Facebook breached PIPEDA, says Federal Court of Appeal

The Office of the Privacy Commissioner of Canada (OPC) investigated a complaint into the scraping of Facebook user data by the app “thisisyourdigitallife” (TYDL) and its subsequent selling of the data to Cambridge Analytica (CA) for psychographic modelling purposes between November 2013 and December 2015. The OPC made an application to the Federal Court of Canada (FCC) and argued that Facebook breached the Personal Information Protection and Electronic Documents Act (PIPEDA) because of its practice of sharing Facebook users’ personal information with third-party applications (apps) hosted on the Facebook platform.

The FCC dismissed the OPC’s application and confirmed that the OPC had not shown that Facebook failed to obtain meaningful consent from users for disclosure of their data, and it had not shown that Facebook failed to adequately safeguard user data. The OPC appealed. The Federal Court of Appeal FCA) allowed the OPC’s appeal—it found that the FCC made an error in its analysis of meaningful consent and safeguarding under PIPEDA. Therefore, the FCA concluded that Facebook breached PIPEDA’s requirement to obtain meaningful consent from users prior to data disclosure and failed in its obligation to safeguard user data.

What happened?

Most are familiar with the Cambridge Analytica scandal that Facebook was involved with, but some may not know about how the whole thing started. It all began when Facebook launched its Platform that enabled third parties to build apps that could run on Facebook and be installed by users. There was also an app programming interface that allowed the third party apps to receive user information, called Graph API. By 2013, 41 million apps were available on Facebook.

Facebook required third-party apps (apps) to agree to its Platform Policy and Terms of Service in order to get access to Platform. For example, one provision required apps to only request user data that was necessary to operate their apps, and only use friends’ data in the context of the user’s experience on the apps. Another required apps to have a privacy policy that told users what data the apps would use and how they would use or share data.

Facebook admitted that it did not assess or verify the actual content of the apps’ privacy policies. In fact, it only verified that the hyperlink to an app’s privacy policy linked to a functioning web page.

Additionally, in November 2013, Dr. Kogan, a Cambridge professor, launched the TYDL app on Platform. The app had a personality quiz. Through Platform, Dr. Kogan was able to access the Facebook profile information of every user who installed TYDL—and all of the information of each installing user’s Facebook friends.

Just 272 Canadian users installed TYDL, and this enabled the disclosure of the data of over 600,000 Canadians. In December 2015, the media reported that user data obtained by TYDL was sold to CA and a related entity, and that the data was used to develop psychographic models for the purpose of targeting political messages towards Facebook users leading up to the 2016 American presidential election. It was not until this point that Facebook removed TYDL from Platform. Yet, Facebook never notified affected users, and it did not ban Dr. Kogan or CA from Platform.

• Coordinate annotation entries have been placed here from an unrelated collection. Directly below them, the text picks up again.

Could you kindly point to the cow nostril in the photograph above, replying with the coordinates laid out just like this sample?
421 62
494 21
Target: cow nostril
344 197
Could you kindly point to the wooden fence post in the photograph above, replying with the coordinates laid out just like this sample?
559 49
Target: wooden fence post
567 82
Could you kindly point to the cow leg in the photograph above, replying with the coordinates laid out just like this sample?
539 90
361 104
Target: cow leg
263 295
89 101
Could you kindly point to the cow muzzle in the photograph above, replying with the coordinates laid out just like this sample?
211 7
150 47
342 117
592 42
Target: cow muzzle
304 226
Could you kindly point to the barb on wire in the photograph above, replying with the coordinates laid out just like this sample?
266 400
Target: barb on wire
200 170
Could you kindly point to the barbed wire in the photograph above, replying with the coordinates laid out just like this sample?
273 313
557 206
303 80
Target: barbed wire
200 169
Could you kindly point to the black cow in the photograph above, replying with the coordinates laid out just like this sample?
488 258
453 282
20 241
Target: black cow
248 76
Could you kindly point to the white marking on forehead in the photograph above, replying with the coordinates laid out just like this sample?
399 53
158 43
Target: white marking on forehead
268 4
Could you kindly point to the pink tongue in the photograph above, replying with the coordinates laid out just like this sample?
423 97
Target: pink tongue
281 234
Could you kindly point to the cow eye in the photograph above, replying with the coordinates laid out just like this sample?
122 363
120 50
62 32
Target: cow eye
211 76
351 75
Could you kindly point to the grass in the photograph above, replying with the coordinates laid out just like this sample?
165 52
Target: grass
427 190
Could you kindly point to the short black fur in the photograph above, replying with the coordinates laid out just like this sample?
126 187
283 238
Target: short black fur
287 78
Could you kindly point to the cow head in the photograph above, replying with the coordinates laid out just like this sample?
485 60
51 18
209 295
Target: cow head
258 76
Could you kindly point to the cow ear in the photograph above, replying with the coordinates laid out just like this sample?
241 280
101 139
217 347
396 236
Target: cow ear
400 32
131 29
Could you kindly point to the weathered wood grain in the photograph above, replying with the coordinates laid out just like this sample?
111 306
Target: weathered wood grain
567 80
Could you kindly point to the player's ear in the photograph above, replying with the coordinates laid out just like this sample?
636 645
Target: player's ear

Subsequently, the OPC received a complaint about Facebook and concerns about compliance with PIPEDA. The OPC commenced an investigation.

What did the OPC find?

The OPC found that Facebook’s superficial and ineffective safeguards and consent mechanisms allowed the app, TYDL, to gain unauthorized access to the personal information of millions of Facebook users. Some of that information was subsequently used for political purposes.

Following its investigation, the OPC found the following:

  • Facebook failed to obtain valid and meaningful consent of installing users. In fact, Facebook relied on apps to obtain consent from users for its disclosures to those apps, but Facebook could not show that TYDL actually obtained meaningful consent for its purposes (including political purposes) or that Facebook made reasonable efforts, in particular by reviewing privacy communications, to ensure that TYDL and apps in general were obtaining meaningful consent from users.
  • Facebook failed to obtain meaningful consent from friends of installing users. Facebook relied on overbroad and conflicting language in its privacy communications that was clearly insufficient to support meaningful consent. That language was presented to users, generally on registration, in relation to disclosures that could occur years later, to unknown apps for unknown purposes. Facebook further relied, unreasonably, on installing users to provide consent on behalf of each of their friends to release those friends’ information to an app, even though the friends did not know.
  • Facebook had inadequate safeguards to protect user information. Facebook relied on contractual terms with apps to protect against unauthorized access to users’ information, but then put in place superficial, reactive, and thus ineffective monitoring to ensure compliance with those terms. Furthermore, Facebook was unable to provide evidence of enforcement actions taken in relation to privacy-related contraventions of those contractual requirements.
  • Facebook failed to be accountable for the user information under its control. Facebook did not take responsibility for giving real and meaningful effect to the privacy protection of its users. It abdicated its responsibility for the personal information under its control, effectively shifting that responsibility almost exclusively to users and apps. Facebook relied on overbroad consent language, and consent mechanisms that were not supported by meaningful implementation. Its purported safeguards with respect to privacy, and implementation of such safeguards, were superficial and did not adequately protect users’ personal information.

The OPC discussed in a statement that Facebook’s refusal to act responsibly was deeply troubling given the vast amount of sensitive information people entrusted to the company.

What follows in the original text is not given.